Tribunal Administratif de Limoges — Décision N° TA87-2101194

mardi 3 octobre 2023

JuridictionTribunal Administratif de Limoges
SectionTribunal Administratif de Limoges
N° DossierTA87-2101194
TypeDécision
RecoursPlein contentieux
Formation1ère chambre
Avocat requérantIBRAHIM FATI

Texte intégral

Vu la procédure suivante :

Par une requête enregistrée le 16 juillet 2021, M. A C, représenté par Me Ibrahim, demande au tribunal :

1°) d'annuler l'arrêté du 10 mai 2021 par lequel le ministre de l'éducation nationale, de la jeunesse et des sports a prononcé à son encontre une exclusion temporaire de fonctions d'une durée de trois mois, dont deux avec sursis ;

2°) d'enjoindre au ministre de l'éducation nationale et de la jeunesse de le réintégrer dans ses fonctions avec rappel du salaire correspondant ;

3°) de mettre à la charge de l'Etat une somme de 2 400 euros en application des dispositions de l'article L. 761-1 du code de justice administrative.

Il soutient que :

- la décision a été prise à l'issue d'une procédure irrégulière dès lors qu'il n'a pas disposé du délai lui permettant de préparer sa défense ni de saisir la commission de recours du Conseil supérieur de la fonction publique de l'Etat ;

- la décision est insuffisamment motivée ;

- la sanction est disproportionnée au regard de ses conséquences sur sa situation personnelle.

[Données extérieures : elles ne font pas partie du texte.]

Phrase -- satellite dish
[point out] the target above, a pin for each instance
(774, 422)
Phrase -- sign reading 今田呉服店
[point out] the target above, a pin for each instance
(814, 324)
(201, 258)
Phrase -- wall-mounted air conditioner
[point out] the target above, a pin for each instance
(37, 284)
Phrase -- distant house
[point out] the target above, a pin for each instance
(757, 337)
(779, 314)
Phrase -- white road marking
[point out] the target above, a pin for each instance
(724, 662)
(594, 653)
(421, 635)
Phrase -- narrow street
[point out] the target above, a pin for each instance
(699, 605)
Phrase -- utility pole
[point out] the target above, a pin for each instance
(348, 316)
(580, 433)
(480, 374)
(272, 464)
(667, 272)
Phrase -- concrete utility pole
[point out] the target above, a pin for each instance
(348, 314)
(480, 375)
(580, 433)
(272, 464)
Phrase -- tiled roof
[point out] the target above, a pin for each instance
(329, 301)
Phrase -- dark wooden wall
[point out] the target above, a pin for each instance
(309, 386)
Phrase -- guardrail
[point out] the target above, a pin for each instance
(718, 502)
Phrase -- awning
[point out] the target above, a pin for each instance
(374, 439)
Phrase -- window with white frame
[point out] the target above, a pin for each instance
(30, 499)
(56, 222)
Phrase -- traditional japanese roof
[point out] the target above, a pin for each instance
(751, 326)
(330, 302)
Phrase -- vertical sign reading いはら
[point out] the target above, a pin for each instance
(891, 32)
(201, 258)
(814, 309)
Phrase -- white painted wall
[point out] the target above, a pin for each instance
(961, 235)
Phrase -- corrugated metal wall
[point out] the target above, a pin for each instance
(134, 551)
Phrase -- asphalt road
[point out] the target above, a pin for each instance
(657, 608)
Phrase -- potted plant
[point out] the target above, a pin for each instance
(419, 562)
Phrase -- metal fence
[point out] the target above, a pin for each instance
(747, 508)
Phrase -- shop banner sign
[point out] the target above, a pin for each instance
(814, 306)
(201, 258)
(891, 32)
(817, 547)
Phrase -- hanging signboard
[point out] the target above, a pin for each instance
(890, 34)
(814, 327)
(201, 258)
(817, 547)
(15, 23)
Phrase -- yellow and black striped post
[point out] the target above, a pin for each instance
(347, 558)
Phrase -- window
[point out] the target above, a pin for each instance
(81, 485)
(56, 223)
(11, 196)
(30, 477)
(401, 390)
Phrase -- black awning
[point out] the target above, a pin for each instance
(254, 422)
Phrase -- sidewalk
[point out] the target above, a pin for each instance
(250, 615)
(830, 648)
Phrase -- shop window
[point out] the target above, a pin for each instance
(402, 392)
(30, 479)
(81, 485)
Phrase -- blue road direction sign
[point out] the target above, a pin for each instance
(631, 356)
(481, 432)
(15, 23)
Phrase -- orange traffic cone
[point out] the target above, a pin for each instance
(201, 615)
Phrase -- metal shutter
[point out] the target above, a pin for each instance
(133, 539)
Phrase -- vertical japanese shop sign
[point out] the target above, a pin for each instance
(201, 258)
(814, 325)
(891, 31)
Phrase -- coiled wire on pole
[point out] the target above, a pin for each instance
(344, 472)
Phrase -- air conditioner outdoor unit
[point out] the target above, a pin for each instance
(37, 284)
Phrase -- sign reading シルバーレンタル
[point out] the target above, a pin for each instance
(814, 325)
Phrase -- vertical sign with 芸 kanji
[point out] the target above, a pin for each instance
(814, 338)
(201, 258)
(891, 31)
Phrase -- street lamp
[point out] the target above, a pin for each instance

Par un mémoire en défense, enregistré le 20 juillet 2022, le ministre de l'éducation nationale et de la jeunesse conclut au rejet de la requête.

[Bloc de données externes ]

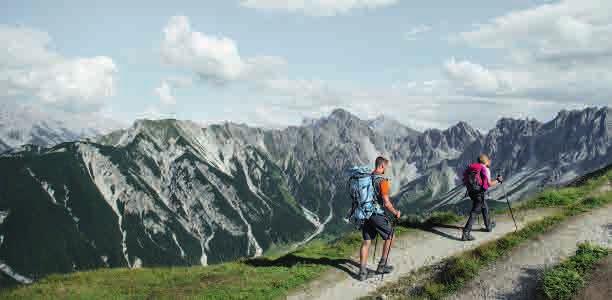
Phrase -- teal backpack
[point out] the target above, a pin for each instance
(362, 191)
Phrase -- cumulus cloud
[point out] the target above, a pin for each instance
(413, 33)
(556, 52)
(418, 104)
(213, 58)
(316, 7)
(165, 94)
(29, 69)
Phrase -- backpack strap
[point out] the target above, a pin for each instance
(376, 181)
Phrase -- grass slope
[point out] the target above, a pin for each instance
(274, 277)
(452, 274)
(566, 279)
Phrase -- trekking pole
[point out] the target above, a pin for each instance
(375, 246)
(382, 276)
(509, 207)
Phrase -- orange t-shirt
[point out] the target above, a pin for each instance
(385, 188)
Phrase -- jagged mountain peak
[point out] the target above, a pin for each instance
(581, 116)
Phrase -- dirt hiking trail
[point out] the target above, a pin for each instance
(410, 252)
(517, 276)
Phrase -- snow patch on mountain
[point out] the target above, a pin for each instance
(3, 215)
(178, 245)
(7, 270)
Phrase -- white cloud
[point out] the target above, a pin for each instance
(316, 7)
(165, 94)
(412, 34)
(213, 58)
(556, 52)
(420, 105)
(29, 69)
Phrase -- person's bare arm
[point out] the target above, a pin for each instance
(494, 182)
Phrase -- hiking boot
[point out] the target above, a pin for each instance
(491, 226)
(467, 237)
(382, 269)
(363, 275)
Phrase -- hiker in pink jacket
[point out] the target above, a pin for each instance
(477, 180)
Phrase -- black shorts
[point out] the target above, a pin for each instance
(376, 224)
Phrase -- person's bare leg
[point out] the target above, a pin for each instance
(387, 245)
(363, 254)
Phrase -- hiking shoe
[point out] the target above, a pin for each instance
(363, 276)
(467, 237)
(382, 269)
(491, 226)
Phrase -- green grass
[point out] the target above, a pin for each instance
(262, 278)
(456, 271)
(567, 278)
(274, 277)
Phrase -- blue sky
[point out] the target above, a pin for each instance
(274, 62)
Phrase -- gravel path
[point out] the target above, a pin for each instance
(409, 253)
(516, 277)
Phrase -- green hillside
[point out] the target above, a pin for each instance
(265, 278)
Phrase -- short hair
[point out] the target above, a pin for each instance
(380, 161)
(483, 158)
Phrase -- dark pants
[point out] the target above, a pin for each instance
(479, 205)
(376, 224)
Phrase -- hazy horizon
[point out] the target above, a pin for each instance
(275, 63)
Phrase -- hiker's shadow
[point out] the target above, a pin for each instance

Il soutient que les moyens soulevés par M. C ne sont pas fondés.

Par ordonnance du 17 mai 2022, la clôture d'instruction a été fixée au 21 juillet 2022.

Vu :

- les autres pièces du dossier ;

Vu :

- le code des relations entre le public et l'administration ;

- le code de l'éducation ;

- la loi n°83-634 du 13 juillet 1983 ;

- la loi n°84-16 du 11 janvier 1984 ;

- la loi n°2019-828 du 6 août 2019 ;

- le décret du 4 juillet 1972 ;

- le décret n°84-961 du 25 octobre 1984 ;

- le code de justice administrative.

Les parties ont été régulièrement averties du jour de l'audience.

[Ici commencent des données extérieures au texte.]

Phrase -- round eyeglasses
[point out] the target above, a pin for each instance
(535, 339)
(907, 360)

Ont été entendus au cours de l'audience publique :

- le rapport de M. Crosnier,

- les conclusions de M. Houssais, rapporteur public,

- les observations de M. C et celles de M. B, représentant la rectrice de l'académie de Limoges.

Considérant ce qui suit :

1. M. A C, professeur de mathématiques certifié, était affecté depuis 2005 au lycée Léonard Limosin de Limoges. Il a fait l'objet en 2017 d'une première sanction disciplinaire de suspension de dix-huit mois dont douze avec sursis. Suite aux propos qu'il a tenus devant des élèves de classe de seconde le 2 novembre 2020, jour de l'hommage national en l'honneur de Samuel Paty, le ministre de l'éducation nationale, de la jeunesse et des sports l'a suspendu à nouveau de ses fonctions pour une durée de trois mois, dont deux avec sursis. M. C demande l'annulation de cette décision.

Sur les conclusions aux fins d'annulation :

En ce qui concerne la légalité externe :

2. En premier lieu, aux termes de l'article 4 du décret du 25 octobre 1984 : " Le fonctionnaire poursuivi est convoqué par le président du conseil de discipline quinze jours au moins avant la date de réunion, par lettre recommandée avec demande d'avis de réception. / Ce conseil peut décider, à la majorité des membres présents, de renvoyer à la demande du fonctionnaire ou de son ou de ses défenseurs l'examen de l'affaire à une nouvelle réunion. Un tel report n'est possible qu'une seule fois. ". L'article 37 du décret du 4 juillet 1972 relatif au statut particulier des professeurs certifiés dispose : " Pour les professeurs certifiés affectés dans des établissements ou services placés sous l'autorité du recteur d'académie, les sanctions disciplinaires définies à l'article 66 de la loi n° 84-16 du 11 janvier 1984 sont prononcées, après consultation de la commission administrative paritaire académique siégeant en conseil de discipline, dans les conditions prévues à l'article 19 de la loi n° 83-634 du 13 juillet 1983. / Le pouvoir de saisir la commission administrative paritaire académique siégeant en conseil de discipline est délégué au recteur d'académie. ".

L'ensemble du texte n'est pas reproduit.